Western Blot Analysis
Cells were first lysed with a cell lysis buffer containing phenylmethylsulfonyl fluoride (Beyotime, Shanghai, China). Proteins (30 µg) of each cell lysate were then separated by SDS-PAGE and transferred onto a polyvinylidene difluoride (PVDF, Millipore, Bedford, MA, USA) membrane followed by blocking with bovine serum albumin, and incubating at 4℃ overnight with primary antibodies anti-FOXC1 (1:500, ab223850; Abcam, Cambridge, UK), anti-L1CAM (1:1000, ab270455; Abcam, Cambridge, UK), anti-GAPDH (1:2000, sc-47724; Santa Cruz Biotechnology, Dallas, TX, USA), and anti-β-tubulin (1:3000, sc-5274; Santa Cruz Biotechnology, Dallas, TX, USA) in blocking buffer. Following washes with TBST (Tris-buffered saline with 0.2% Tween20), the blots were incubated with horseradish peroxidase-labelled anti-rabbit (1:10000, ab205718; Abcam, Cambridge, UK) or anti-mouse (1:5000, ab6728; Abcam, Cambridge, UK) at room temperature for two hours, washed with TBST, followed by signal detection using chemiluminescence. Protein bands were visualized using an ECL western blotting substrate (cat#32109, ThermoFisher, USA).

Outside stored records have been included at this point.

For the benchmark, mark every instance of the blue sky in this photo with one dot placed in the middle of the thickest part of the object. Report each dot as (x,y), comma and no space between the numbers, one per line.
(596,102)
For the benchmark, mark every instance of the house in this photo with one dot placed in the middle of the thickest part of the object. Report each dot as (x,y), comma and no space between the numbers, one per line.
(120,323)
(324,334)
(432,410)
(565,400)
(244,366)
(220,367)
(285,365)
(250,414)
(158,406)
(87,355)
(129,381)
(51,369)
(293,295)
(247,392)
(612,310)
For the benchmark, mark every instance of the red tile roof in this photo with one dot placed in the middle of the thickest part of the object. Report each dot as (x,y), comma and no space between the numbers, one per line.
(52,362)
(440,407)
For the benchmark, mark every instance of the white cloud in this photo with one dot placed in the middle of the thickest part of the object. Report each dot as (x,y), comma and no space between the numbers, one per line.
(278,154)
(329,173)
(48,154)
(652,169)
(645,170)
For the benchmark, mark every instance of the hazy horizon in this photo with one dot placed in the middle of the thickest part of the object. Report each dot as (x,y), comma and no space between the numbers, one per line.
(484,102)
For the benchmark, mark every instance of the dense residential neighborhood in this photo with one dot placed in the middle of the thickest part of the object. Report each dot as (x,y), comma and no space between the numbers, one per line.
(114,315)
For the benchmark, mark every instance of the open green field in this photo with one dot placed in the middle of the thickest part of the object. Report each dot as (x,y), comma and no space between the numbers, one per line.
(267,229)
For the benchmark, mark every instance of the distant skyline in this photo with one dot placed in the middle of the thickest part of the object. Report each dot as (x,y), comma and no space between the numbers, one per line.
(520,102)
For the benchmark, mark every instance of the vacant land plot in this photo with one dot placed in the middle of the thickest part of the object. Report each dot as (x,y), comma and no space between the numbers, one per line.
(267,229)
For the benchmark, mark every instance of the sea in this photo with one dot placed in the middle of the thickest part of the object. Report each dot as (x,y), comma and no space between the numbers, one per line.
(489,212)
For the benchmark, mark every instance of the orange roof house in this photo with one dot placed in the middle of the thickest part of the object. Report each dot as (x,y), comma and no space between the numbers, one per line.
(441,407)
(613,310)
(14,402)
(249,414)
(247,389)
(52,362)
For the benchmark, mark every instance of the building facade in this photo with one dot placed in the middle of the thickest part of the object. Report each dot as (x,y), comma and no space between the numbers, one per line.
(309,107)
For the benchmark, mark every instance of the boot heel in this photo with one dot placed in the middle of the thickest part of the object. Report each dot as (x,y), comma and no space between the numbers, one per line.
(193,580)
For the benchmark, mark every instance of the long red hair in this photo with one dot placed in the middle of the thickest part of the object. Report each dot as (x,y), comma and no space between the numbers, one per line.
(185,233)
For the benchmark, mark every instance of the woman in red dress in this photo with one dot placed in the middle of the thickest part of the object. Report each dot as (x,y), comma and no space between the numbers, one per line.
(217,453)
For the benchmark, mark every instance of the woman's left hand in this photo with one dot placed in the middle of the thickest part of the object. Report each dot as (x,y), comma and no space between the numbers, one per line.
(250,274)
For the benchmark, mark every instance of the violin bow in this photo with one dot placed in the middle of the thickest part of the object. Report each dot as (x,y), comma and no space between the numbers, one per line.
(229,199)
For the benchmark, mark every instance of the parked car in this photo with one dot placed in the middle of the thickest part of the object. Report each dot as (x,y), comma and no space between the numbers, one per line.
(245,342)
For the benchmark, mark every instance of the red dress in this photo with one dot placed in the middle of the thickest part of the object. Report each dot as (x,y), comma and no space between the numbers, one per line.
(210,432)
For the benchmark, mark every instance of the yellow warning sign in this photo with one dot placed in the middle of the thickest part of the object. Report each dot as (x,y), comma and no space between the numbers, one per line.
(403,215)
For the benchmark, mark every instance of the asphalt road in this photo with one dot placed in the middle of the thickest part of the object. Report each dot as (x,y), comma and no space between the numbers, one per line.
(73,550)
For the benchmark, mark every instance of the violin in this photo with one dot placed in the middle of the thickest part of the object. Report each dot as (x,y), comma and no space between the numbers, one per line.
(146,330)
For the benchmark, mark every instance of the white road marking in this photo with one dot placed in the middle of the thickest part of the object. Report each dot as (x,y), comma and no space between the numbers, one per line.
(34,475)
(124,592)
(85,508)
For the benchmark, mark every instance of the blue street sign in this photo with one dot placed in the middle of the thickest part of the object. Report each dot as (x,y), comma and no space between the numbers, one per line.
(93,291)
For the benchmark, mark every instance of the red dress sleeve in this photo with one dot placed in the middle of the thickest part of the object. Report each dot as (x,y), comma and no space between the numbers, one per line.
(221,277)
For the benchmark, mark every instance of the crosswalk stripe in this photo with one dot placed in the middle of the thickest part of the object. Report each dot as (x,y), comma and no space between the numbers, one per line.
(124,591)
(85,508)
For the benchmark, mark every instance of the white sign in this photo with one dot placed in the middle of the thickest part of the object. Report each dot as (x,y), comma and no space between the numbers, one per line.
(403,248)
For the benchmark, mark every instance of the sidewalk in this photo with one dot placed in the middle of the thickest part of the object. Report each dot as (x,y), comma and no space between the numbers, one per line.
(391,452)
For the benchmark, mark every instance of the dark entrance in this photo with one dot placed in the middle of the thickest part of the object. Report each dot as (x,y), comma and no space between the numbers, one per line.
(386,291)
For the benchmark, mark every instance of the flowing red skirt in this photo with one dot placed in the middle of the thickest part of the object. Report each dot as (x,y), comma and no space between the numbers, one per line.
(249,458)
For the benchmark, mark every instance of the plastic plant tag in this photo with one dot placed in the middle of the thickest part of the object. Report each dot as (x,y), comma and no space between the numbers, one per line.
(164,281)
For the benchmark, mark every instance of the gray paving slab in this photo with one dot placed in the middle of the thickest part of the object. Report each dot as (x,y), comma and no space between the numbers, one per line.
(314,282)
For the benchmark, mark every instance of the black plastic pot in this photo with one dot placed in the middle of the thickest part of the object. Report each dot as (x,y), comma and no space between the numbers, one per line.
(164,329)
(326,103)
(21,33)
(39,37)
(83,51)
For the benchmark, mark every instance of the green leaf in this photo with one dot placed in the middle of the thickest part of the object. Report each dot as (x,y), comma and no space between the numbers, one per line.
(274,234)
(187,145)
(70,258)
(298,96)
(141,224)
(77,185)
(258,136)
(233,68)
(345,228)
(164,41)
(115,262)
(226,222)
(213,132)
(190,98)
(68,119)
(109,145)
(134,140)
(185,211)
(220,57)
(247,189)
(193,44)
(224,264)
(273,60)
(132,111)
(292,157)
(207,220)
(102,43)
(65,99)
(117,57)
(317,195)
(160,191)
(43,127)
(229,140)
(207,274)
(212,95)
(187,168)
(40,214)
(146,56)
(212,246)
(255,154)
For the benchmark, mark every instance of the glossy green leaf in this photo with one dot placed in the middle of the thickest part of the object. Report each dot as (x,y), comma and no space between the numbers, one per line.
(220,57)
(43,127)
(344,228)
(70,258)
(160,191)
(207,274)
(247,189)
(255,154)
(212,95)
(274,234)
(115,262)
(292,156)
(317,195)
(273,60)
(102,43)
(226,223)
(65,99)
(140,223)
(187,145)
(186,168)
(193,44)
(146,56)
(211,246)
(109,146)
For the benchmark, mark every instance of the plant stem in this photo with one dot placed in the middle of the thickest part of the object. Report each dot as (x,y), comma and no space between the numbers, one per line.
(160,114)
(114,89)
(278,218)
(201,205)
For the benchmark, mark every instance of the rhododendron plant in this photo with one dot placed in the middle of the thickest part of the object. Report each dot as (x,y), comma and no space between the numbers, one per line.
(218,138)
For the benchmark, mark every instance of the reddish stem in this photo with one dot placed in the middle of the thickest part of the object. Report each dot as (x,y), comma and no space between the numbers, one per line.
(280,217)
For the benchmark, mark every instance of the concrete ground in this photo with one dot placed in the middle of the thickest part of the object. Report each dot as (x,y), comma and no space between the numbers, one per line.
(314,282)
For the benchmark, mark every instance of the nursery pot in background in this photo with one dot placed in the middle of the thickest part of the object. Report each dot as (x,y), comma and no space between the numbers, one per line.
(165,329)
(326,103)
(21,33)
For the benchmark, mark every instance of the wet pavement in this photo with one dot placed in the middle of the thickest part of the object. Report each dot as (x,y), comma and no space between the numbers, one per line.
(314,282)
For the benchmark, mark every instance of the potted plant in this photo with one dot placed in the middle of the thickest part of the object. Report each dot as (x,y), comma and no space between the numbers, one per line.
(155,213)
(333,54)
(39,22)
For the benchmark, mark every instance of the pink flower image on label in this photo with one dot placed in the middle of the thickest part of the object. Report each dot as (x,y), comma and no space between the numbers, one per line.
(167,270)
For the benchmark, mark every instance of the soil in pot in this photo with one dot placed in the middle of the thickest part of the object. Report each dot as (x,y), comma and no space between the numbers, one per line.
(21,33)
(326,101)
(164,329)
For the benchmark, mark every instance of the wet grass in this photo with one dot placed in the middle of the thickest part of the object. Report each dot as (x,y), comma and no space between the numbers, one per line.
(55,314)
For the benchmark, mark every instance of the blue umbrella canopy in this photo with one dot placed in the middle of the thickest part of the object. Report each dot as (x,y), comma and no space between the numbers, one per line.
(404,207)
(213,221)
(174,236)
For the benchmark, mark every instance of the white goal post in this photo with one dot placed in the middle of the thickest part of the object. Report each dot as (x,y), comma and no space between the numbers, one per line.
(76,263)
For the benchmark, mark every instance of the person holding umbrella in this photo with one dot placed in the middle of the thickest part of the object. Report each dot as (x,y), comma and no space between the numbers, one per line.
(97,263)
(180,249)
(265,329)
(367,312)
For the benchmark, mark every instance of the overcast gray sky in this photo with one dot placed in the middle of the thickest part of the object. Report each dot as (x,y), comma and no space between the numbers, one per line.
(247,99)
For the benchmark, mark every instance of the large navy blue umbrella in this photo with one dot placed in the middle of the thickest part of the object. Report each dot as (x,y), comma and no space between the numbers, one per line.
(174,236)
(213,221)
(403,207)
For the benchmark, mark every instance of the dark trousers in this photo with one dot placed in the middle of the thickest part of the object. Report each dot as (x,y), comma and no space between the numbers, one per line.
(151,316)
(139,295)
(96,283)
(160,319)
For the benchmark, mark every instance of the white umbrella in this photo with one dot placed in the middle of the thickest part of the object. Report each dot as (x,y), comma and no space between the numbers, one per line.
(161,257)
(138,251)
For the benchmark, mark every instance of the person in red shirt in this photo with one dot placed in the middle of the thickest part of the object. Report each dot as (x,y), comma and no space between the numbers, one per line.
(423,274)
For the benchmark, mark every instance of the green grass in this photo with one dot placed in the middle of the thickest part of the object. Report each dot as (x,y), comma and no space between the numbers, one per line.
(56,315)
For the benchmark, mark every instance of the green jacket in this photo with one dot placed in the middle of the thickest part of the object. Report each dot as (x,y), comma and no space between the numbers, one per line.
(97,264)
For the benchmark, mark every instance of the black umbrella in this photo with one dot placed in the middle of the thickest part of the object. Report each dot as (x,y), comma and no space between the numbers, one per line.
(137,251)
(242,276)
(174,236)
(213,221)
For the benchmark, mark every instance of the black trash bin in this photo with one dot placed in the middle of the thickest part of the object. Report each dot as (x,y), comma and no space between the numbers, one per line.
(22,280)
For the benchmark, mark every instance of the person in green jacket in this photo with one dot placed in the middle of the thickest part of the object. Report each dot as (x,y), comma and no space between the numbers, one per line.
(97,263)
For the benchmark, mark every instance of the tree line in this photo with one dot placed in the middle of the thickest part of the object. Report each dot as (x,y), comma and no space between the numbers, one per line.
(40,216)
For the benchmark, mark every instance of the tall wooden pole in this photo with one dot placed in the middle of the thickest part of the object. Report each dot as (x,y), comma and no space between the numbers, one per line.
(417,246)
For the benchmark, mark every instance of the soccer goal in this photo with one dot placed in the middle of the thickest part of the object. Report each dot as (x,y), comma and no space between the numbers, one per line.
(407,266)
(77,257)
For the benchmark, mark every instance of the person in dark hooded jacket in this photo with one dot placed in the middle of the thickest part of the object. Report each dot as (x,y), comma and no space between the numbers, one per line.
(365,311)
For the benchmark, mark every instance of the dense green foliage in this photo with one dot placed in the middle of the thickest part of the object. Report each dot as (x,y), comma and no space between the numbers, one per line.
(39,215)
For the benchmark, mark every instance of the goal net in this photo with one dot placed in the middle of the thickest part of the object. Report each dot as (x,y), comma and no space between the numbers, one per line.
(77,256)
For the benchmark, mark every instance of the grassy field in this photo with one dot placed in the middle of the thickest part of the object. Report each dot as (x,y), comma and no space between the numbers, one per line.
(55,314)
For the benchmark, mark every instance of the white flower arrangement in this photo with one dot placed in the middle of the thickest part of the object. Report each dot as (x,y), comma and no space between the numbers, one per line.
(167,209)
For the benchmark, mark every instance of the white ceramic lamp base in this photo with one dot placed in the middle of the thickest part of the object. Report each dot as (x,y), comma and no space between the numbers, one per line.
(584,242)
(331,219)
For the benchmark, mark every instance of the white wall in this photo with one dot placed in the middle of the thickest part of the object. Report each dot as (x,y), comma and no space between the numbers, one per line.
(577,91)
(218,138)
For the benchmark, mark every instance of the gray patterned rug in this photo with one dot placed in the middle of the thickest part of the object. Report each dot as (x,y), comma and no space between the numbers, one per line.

Patients And Tumor Specimens
Paraffin-embedded archival pathological specimens from 44 patients diagnosed with TNBC were available, along with complete clinicopathological features. The patients had undergone biopsy without preoperative therapy at the Cancer Hospital of Shantou University Medical College between January 2013 and December 2019. Of this cohort, most of patients (n = 34) were diagnosed with early stages (I/II), while the rest were at the advanced stages (III/IV) except for one with unknown stage. Clinical tumor stage (TNM stage) was grouped in accordance with the American Joint Committee on Cancer, 6th Edition Cancer Staging Manual (2002). Participants gave their informed consent after being notified of the details and potential consequences. This study of tumor samples was approved by the medical ethics committee of the Cancer Hospital of Shantou University Medical College (approval number: 2019024).
Immunohistochemistry
Immunohistochemistry (IHC) for detecting FOXC1 and L1CAM in TNBC was carried out. Briefly, sections (4-µm thick) were fixed in 10% buffered formalin and embedded in paraffin. After deparaffinization and rehydration, endogenous peroxidase activity was blocked with 0.3% hydrogen peroxide for 30 minutes. Then tissue sections were autoclaved at 121°C in citrate buffer (pH 6.0) for 10 minutes, and incubated with rabbit anti-FOXC1 monoclonal antibody (1:50, ab223850; Abcam, Cambridge, UK) or L1CAM antibody (1:100, ab270455; Abcam, Cambridge, UK). IHC staining was carried out with an EnVision antibody complex (anti-mouse/rabbit) method using an ElivisionTM plus Polymer HP (Mouse/Rabbit) IHC Kit (MXB Biotechnologies, Fujian, China) and 3,3’-diaminobenzidine as the chromogen substrate. IHC staining for FOXC1 and L1CAM were scored, by a combination of intensity (0, no staining; 1, weak staining; 2, moderate staining; 3, strong staining) and proportion (0, < 5% of tumor cells stained; 1, 5–25% positive cells; 2, 26–50% positive cells; 3, 51–75% positive cells; 4, more than 76% positive cells). If the product of multiplication between staining intensity and the proportion of positive cells was > 4, expression was defined as positive. Two pathologists independently assessed the cellular location and intensity of immunostaining in each section.
Statistical Analyses
Statistical analyses were performed using GraphPad Prism 8.0 software (San Diego, CA). Data are expressed as mean ± standard deviation (SD). Comparisons of transcriptional levels, cell viability and cell mobility between constructed cells and their controls were conducted using t-tests. For all tests, a value of P < 0.05 was considered significant.